Nothing is forever. By Microsoft’s estimation, hard drives protect data for five years before they can go bad. Tape lasts about a decade, while CDs and DVDs can make it as long as 15 years before their contents are at risk of becoming illegible.
While we seem to live in an age of progress—the iPhone can store thousands of songs in your pocket and stream countless more from the cloud—even in the best of cases, those songs will deteriorate millennia earlier than hieroglyphics carved into stone by the ancient Egyptians.
This is the core challenge behind the Global Music Vault. Located in Norway, it’s part of a cold-storage facility drilled into the very same mountain as the Svalbard Global Seed Vault. While the seed vault protects the earth’s cache of seeds, the Global Music Vault aims to preserve the sonic arts for generations to come.
“Here, master music files and irreplaceable music data are to be preserved in music capsules, protected in the vault, and remembered for eternity,” the company explains. Technically, a venture company called Elire Group is overseeing the vault, while a partnership with Microsoft is testing a new, glass-based storage medium to make this vision possible.
While seeds are biological organisms, evolved over billions of years to protect their DNA, our man-made storage solutions are far more finicky. A single swipe of a magnet can wipe a hard drive, while the plastic coating on a CD can simply rot. Nowhere was the fragility of our recordings more clear than in 2008, when a fire swept across a backlot of Universal Studios Hollywood, destroying as many as 175,000 master recordings.
As Microsoft has shifted an increasing amount of its business to the cloud, the company has been investigating more reliable, and information-dense, ways to store data than on hard drives. (After all, the cloud is just a bunch of servers, and servers are filled with hard drives that routinely go bad.)
One such solution the company has developed is going into testing with the Global Music Vault now.
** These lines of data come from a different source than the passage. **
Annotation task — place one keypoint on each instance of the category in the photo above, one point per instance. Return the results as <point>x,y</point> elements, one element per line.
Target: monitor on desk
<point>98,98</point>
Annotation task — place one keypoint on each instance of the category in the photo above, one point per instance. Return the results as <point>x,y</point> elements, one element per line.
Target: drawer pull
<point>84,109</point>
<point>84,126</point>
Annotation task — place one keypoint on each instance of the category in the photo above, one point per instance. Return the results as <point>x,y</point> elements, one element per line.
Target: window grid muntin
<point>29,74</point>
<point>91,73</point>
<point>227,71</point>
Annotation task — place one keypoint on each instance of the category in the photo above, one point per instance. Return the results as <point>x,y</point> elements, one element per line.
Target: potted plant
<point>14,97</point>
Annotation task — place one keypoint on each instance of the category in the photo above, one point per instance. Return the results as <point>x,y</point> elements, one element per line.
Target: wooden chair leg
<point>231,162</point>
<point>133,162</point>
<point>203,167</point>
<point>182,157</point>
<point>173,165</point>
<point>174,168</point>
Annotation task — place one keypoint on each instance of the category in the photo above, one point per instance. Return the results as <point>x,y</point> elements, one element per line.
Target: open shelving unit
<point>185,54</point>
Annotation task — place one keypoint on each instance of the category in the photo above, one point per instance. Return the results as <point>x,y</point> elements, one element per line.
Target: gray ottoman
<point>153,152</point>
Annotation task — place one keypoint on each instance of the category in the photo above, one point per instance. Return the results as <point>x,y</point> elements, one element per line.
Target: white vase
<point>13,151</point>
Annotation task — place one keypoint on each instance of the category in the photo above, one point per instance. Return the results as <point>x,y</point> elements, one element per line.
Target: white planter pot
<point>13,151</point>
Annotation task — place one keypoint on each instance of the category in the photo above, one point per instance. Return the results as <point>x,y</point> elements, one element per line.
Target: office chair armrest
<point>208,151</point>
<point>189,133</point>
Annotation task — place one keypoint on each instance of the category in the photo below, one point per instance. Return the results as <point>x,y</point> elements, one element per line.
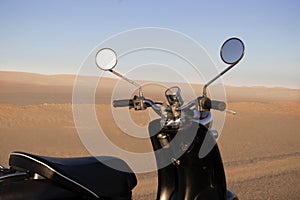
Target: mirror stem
<point>129,81</point>
<point>215,78</point>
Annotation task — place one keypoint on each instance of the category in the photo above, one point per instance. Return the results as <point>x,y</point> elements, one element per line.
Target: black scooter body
<point>191,177</point>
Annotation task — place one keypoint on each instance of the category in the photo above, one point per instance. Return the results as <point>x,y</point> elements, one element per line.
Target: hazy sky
<point>55,36</point>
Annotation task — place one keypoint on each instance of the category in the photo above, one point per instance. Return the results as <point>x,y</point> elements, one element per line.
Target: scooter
<point>187,176</point>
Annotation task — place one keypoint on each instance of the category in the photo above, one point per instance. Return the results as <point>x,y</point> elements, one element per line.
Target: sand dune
<point>259,145</point>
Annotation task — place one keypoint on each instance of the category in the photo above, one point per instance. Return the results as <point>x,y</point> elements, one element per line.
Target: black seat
<point>85,175</point>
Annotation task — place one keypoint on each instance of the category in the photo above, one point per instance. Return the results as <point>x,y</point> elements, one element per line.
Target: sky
<point>55,36</point>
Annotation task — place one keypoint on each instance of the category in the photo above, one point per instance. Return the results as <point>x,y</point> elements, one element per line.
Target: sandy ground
<point>260,145</point>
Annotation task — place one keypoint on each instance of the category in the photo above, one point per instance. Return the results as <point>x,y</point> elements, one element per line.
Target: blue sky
<point>54,37</point>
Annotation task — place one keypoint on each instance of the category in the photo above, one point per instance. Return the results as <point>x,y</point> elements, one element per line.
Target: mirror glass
<point>232,50</point>
<point>106,59</point>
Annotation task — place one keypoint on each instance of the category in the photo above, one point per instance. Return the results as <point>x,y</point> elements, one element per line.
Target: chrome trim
<point>53,170</point>
<point>155,107</point>
<point>204,121</point>
<point>188,105</point>
<point>12,175</point>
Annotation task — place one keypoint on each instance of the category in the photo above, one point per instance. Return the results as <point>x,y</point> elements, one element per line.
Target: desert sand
<point>260,145</point>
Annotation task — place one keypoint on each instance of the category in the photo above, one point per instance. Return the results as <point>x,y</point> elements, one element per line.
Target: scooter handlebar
<point>123,103</point>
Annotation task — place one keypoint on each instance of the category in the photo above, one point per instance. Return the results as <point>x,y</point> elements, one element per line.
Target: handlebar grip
<point>213,104</point>
<point>218,105</point>
<point>123,103</point>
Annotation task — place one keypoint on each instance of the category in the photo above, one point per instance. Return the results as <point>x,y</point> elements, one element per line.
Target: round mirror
<point>106,59</point>
<point>232,50</point>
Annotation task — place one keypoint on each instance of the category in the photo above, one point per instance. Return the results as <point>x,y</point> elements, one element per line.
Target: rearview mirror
<point>232,50</point>
<point>106,59</point>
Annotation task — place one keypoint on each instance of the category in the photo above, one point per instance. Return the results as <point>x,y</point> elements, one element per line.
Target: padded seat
<point>85,175</point>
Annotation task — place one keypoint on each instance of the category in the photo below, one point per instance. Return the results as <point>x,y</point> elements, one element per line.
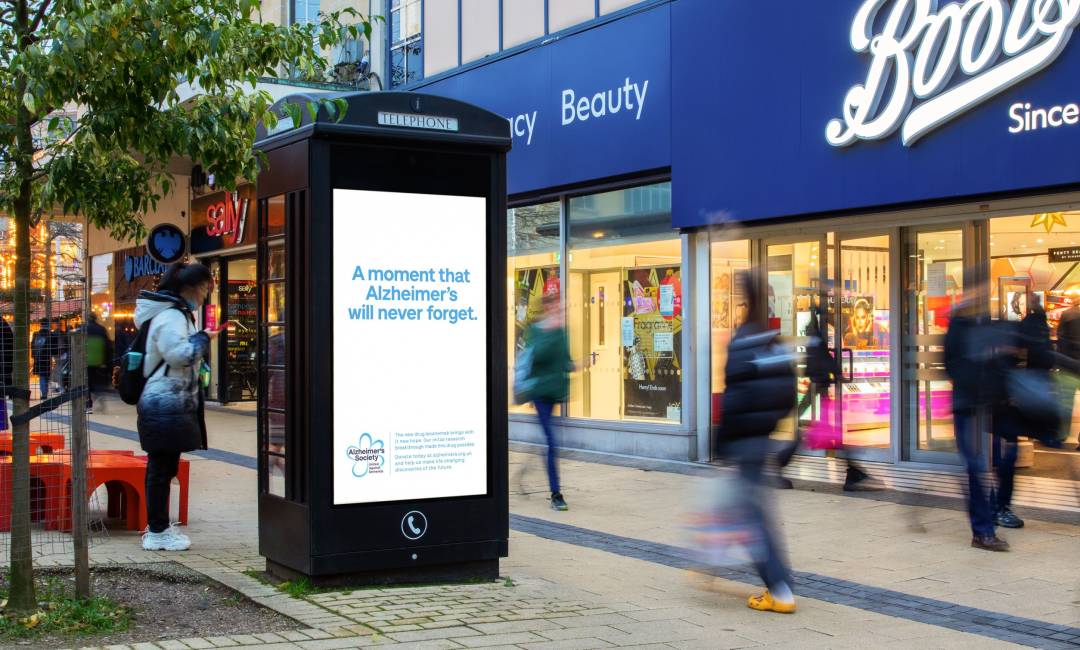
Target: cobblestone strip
<point>941,613</point>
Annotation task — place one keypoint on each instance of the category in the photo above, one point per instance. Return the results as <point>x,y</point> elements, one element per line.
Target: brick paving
<point>612,571</point>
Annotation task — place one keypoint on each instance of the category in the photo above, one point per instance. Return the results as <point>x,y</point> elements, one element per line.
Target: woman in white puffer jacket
<point>171,407</point>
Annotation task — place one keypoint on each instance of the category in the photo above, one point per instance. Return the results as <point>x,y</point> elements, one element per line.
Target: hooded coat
<point>760,384</point>
<point>171,407</point>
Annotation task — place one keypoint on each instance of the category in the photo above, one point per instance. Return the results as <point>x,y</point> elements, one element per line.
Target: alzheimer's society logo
<point>368,456</point>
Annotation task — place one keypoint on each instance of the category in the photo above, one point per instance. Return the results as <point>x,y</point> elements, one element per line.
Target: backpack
<point>131,380</point>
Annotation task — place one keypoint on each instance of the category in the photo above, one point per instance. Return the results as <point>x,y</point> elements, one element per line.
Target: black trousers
<point>161,469</point>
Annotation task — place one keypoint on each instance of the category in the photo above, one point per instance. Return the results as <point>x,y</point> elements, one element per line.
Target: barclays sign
<point>140,267</point>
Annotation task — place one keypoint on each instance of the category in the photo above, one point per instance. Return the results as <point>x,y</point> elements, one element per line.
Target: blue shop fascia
<point>873,157</point>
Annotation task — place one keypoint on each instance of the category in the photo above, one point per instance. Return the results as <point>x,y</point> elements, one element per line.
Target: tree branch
<point>40,16</point>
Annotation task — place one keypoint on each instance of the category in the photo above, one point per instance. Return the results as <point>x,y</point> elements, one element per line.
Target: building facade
<point>871,156</point>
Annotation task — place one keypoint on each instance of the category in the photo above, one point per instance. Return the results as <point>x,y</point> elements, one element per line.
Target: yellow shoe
<point>766,603</point>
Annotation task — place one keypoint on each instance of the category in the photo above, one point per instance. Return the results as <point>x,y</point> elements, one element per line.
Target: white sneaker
<point>166,540</point>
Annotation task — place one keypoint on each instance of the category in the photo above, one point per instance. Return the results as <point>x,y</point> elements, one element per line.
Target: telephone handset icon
<point>414,525</point>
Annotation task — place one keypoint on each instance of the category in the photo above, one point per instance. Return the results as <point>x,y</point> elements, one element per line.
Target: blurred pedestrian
<point>1036,353</point>
<point>7,368</point>
<point>171,418</point>
<point>550,384</point>
<point>1068,380</point>
<point>97,360</point>
<point>976,383</point>
<point>823,370</point>
<point>42,351</point>
<point>760,390</point>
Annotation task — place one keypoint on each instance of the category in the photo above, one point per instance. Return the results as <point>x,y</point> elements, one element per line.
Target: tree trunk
<point>46,293</point>
<point>22,597</point>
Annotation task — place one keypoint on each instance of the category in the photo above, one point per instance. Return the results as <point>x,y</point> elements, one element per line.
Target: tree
<point>124,68</point>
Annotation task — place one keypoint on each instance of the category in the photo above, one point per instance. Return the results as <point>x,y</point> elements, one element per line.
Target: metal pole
<point>79,444</point>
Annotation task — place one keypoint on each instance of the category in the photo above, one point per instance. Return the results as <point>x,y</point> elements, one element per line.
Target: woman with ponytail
<point>171,407</point>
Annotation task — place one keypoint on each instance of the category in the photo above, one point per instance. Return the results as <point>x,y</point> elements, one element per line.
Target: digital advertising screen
<point>409,347</point>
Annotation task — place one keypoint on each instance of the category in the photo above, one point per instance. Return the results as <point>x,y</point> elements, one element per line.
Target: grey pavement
<point>615,570</point>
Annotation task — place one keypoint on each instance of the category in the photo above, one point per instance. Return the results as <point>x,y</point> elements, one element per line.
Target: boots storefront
<point>872,158</point>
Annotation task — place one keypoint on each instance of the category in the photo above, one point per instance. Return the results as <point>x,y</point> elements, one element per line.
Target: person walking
<point>823,370</point>
<point>550,348</point>
<point>760,390</point>
<point>42,351</point>
<point>97,357</point>
<point>976,384</point>
<point>7,368</point>
<point>170,410</point>
<point>1068,380</point>
<point>1038,352</point>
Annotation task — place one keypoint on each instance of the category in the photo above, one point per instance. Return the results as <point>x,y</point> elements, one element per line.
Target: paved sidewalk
<point>612,570</point>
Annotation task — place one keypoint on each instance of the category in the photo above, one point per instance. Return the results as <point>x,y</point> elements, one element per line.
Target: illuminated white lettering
<point>917,53</point>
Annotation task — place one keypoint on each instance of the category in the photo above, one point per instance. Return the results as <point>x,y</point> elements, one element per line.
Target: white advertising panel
<point>409,347</point>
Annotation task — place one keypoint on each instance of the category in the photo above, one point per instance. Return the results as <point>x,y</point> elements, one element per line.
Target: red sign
<point>228,219</point>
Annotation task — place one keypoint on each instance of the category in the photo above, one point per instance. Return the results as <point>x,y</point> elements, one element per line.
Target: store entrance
<point>845,284</point>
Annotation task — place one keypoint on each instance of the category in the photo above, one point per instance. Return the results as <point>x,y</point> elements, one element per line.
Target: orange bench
<point>41,442</point>
<point>121,472</point>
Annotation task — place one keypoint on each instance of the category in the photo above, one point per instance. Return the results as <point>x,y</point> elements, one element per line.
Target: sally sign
<point>227,217</point>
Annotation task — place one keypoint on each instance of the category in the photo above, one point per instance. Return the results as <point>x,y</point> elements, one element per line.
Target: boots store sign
<point>920,49</point>
<point>863,105</point>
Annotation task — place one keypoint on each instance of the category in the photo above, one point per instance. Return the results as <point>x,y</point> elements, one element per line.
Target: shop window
<point>532,270</point>
<point>213,317</point>
<point>441,36</point>
<point>933,287</point>
<point>568,13</point>
<point>728,305</point>
<point>271,276</point>
<point>624,306</point>
<point>522,22</point>
<point>241,302</point>
<point>1034,259</point>
<point>480,29</point>
<point>406,42</point>
<point>306,11</point>
<point>100,289</point>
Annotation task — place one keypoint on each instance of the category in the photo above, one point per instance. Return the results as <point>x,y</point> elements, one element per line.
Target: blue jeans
<point>1004,465</point>
<point>748,456</point>
<point>980,508</point>
<point>543,411</point>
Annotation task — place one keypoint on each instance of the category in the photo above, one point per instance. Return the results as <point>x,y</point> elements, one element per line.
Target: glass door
<point>797,289</point>
<point>933,285</point>
<point>863,284</point>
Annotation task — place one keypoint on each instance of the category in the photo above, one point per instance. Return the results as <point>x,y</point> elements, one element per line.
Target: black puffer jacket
<point>760,383</point>
<point>171,408</point>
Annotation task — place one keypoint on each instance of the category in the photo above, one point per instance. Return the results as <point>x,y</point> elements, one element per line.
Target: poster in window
<point>721,298</point>
<point>652,381</point>
<point>860,330</point>
<point>530,286</point>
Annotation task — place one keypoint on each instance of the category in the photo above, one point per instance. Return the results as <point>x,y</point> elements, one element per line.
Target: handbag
<point>524,382</point>
<point>1034,396</point>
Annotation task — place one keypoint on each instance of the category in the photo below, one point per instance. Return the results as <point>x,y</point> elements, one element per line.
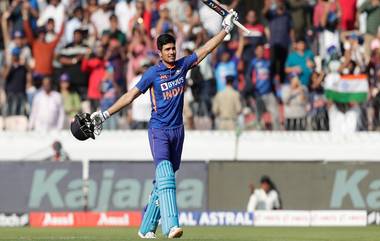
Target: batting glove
<point>228,21</point>
<point>100,117</point>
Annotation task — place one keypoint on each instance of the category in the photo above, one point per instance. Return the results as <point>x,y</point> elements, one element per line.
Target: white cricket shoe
<point>175,232</point>
<point>149,235</point>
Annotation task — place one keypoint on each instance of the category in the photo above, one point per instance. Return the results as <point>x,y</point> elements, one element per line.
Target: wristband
<point>106,115</point>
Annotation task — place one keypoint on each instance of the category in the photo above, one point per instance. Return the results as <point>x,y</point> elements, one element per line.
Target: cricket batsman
<point>166,83</point>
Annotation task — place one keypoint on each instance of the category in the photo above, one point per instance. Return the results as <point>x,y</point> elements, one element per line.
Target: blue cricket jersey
<point>167,86</point>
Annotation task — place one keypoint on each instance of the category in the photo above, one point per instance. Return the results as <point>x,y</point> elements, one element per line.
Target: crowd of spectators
<point>60,57</point>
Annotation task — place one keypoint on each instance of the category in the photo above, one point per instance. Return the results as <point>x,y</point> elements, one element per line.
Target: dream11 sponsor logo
<point>172,88</point>
<point>348,187</point>
<point>119,219</point>
<point>105,194</point>
<point>52,219</point>
<point>13,220</point>
<point>373,218</point>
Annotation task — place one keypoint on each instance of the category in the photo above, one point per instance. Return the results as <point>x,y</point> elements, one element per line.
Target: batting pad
<point>167,195</point>
<point>152,214</point>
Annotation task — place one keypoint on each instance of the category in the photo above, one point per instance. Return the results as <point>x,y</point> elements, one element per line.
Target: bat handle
<point>241,26</point>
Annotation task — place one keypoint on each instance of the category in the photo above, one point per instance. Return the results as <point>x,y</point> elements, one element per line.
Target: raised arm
<point>122,102</point>
<point>4,27</point>
<point>210,45</point>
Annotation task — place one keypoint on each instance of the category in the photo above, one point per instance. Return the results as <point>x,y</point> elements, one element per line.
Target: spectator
<point>100,16</point>
<point>137,51</point>
<point>71,99</point>
<point>59,154</point>
<point>16,78</point>
<point>108,90</point>
<point>71,57</point>
<point>141,19</point>
<point>299,12</point>
<point>227,106</point>
<point>372,8</point>
<point>165,23</point>
<point>15,13</point>
<point>124,11</point>
<point>263,87</point>
<point>266,197</point>
<point>115,32</point>
<point>43,51</point>
<point>256,37</point>
<point>374,83</point>
<point>228,66</point>
<point>47,112</point>
<point>300,62</point>
<point>318,105</point>
<point>56,11</point>
<point>295,103</point>
<point>50,30</point>
<point>281,34</point>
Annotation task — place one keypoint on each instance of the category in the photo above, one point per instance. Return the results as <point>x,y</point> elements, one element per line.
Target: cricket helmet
<point>82,127</point>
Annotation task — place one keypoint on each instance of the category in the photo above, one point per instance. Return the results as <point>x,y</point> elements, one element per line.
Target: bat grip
<point>241,26</point>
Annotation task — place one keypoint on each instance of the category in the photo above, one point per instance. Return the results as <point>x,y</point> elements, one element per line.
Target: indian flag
<point>346,88</point>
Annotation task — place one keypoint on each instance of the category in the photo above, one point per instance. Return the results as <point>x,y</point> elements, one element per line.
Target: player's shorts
<point>166,144</point>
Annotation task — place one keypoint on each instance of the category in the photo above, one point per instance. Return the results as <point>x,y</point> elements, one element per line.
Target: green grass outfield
<point>197,233</point>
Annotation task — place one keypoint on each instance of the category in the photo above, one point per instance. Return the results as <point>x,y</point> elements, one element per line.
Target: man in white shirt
<point>73,24</point>
<point>54,10</point>
<point>47,109</point>
<point>264,198</point>
<point>125,10</point>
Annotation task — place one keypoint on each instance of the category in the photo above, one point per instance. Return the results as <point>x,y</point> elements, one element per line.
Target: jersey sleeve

Dubbed Project Silica, you could oversimplify the technology as something akin to a glass hard drive that’s read like a CD. It’s a 3-by-3-inch platter that can hold 100GB of digital data, or roughly 20,000 songs, pretty much forever.
Microsoft begins with quartz glass, a high-quality glass that features a symmetrical molecular structure, which makes it far more resilient to high temperature and pressure than the glass in your home’s windows (and, like all glass, it’s immune to the electromagnetic scrambling of nuclear weapons). Then, using a femtosecond laser—a laser that can fire for one quadrillionth of a second—Microsoft etches information as 3D patterns into the glass. Once this data is stored, another laser reads the quartz, as machine learning algorithms translate the pattern back into music, movies, or any other digital information.
“The goal is to be able to store archival and preservation data at cloud scale in glass,” says Ant Rowstron, distinguished engineer and deputy lab director at Microsoft Research in Cambridge. That’s a business goal for Microsoft, but also a practical goal for protecting the future of music and other data.
I imagine this vision as something like an internet that’s immune to digital rot. The hope is that eventually Project Silica can store “tens of petabytes” of music a year (a petabyte is 1000 terabytes, and a terabyte is 1000 gigabytes), while Microsoft estimates that its platters can last as long as 10,000 years.
For the time being, the Global Music Vault hasn’t committed to using Microsoft’s technology exclusively. It’s running a proof of concept—which seems to be more a promotional and fundraising measure than a functional test—by placing platters into its storage with recordings from the Polar Music Prize, the National Library of New Zealand, and the International Library of African Music. Alongside them, the mixed-media musician Beatie Wolfe will be including a small selection of tracks, including the piece From Green to Red, which she wrote as a teenager in response to the climate crisis.
As Wolfe explains, the vault feels apropos given the uncertainty of our environmental and political future, but its very permanence also addresses the more practical concerns of musicians everywhere, who feel devalued in the internet age and fear their contributions may fade away.
“I think the music industry really created a valueless appreciation of music,” Wolfe says. “Music has become so devalued in this age of streaming, even more so than it was in the age of iTunes, and the music industry has been so heavily focused on commodifying this art form, that to have a project like this reminds us of the long-term value of music for our species. To really preserve that is very much in alignment with what I believe.”